The endpoint includes built-in rate limiting. For bulk analysis:

```python
import time

def bulk_link_analysis(urls: list, delay: float = 1.0):
    """Analyze multiple URLs with rate limiting"""
    results = {}

    for url in urls:
        result = safe_link_analysis(url)
        if result:
            results[url] = result

        # Respect rate limits
        time.sleep(delay)

    return results
```

## Error Handling

### Common Errors and Solutions

| Error Code | Cause | Solution |
|------------|-------|----------|
| **400** | Invalid URL or config | Check URL format and config structure |
| **401** | Invalid authentication | Verify your API token |
| **429** | Rate limit exceeded | Add delays between requests |
| **500** | Crawl failure | Check if site is accessible |
| **503** | Service unavailable | Try again later |

### Debug Mode

```python
# Enable verbose logging for debugging
config = {
    "headers": {
        "User-Agent": "Crawl4AI-Debug/1.0"
    }
}

# Include error details in response
try:
    response = requests.post(
        "http://localhost:8000/links/analyze",
        headers={"Authorization": "Bearer YOUR_TOKEN"},
        json={"url": url, "config": config}
    )
    response.raise_for_status()
except requests.HTTPError as e:
    print(f"Error details: {e.response.text}")
```

## API Reference

### Endpoint Details

- **URL**: `/links/analyze`
- **Method**: `POST`
- **Content-Type**: `application/json`
- **Authentication**: Bearer token required

### Request Schema

```python
{
    "url": str,                    # Required: URL to analyze
    "config": {                    # Optional: LinkPreviewConfig
        "force": bool,
        "wait_for": float,
        "simulate_user": bool,
        "override_navigator": bool,
        "headers": dict,
        "js_code": list,
        "delay_before_return_html": float,
        "word_count_threshold": int,
        "exclusion_patterns": list,
        "session_id": str,
        "magic": bool
    }
}
```

### Response Schema

```python
{
    "internal": [LinkObject],
    "external": [LinkObject],
    "social": [LinkObject],
    "download": [LinkObject],
    "email": [LinkObject],
    "phone": [LinkObject]
}
```

### LinkObject Schema

```python
{
    "url": str,
    "text": str,
    "title": str,
    "score": float,
    "context": str,
    "attributes": dict,
    "hash": str,
    "domain": str,
    "scheme": str
}
```

## Next Steps

- Learn about [Advanced Link Processing](../advanced/link-processing.md)
- Explore the [Link Preview Configuration](../api/link-preview-config.md)
- See more [Examples](https://github.com/unclecode/crawl4ai/tree/main/docs/examples/link-analysis)

## FAQ

**Q: How is the link score calculated?**
A: The score considers multiple factors including anchor text relevance, URL structure, page context, and link attributes. Scores range from 0.0 (lowest quality) to 1.0 (highest quality).
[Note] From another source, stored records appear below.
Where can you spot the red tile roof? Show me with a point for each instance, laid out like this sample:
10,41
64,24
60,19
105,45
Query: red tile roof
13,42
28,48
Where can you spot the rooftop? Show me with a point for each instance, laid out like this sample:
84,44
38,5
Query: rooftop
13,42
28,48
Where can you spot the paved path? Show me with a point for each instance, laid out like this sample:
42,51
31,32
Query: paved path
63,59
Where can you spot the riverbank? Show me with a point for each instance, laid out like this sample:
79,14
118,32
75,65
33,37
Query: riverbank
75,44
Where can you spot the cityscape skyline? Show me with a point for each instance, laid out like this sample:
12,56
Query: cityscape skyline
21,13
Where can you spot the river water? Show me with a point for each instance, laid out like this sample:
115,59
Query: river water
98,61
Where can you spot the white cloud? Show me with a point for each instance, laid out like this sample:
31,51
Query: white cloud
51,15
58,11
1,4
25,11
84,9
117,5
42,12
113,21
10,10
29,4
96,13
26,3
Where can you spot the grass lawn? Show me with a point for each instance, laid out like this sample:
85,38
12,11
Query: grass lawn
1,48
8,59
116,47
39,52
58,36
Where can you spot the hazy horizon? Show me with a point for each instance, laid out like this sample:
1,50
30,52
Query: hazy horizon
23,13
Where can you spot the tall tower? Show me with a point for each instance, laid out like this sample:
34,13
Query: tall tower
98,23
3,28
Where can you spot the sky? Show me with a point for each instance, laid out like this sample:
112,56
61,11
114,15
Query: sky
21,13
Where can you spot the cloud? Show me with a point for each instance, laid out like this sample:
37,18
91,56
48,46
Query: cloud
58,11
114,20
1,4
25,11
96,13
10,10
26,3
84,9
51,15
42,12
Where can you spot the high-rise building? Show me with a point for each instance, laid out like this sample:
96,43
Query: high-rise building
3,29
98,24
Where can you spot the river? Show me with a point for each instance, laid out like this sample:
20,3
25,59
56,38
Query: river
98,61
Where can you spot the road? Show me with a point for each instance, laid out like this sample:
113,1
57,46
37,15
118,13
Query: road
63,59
**Q: Can I analyze password-protected pages?**
A: Yes! Use the `js_code` parameter to handle authentication, or include session cookies in the `headers` configuration.

**Q: How many links can I analyze at once?**
A: There's no hard limit on the number of links per page, but very large pages (>10,000 links) may take longer to process.

**Q: Can I filter out certain types of links?**
A: Use the `exclusion_patterns` parameter in the config to filter out unwanted links using regex patterns.

**Q: Does this work with JavaScript-heavy sites?**
A: Absolutely! The crawler waits for JavaScript execution and can even run custom JavaScript using the `js_code` parameter.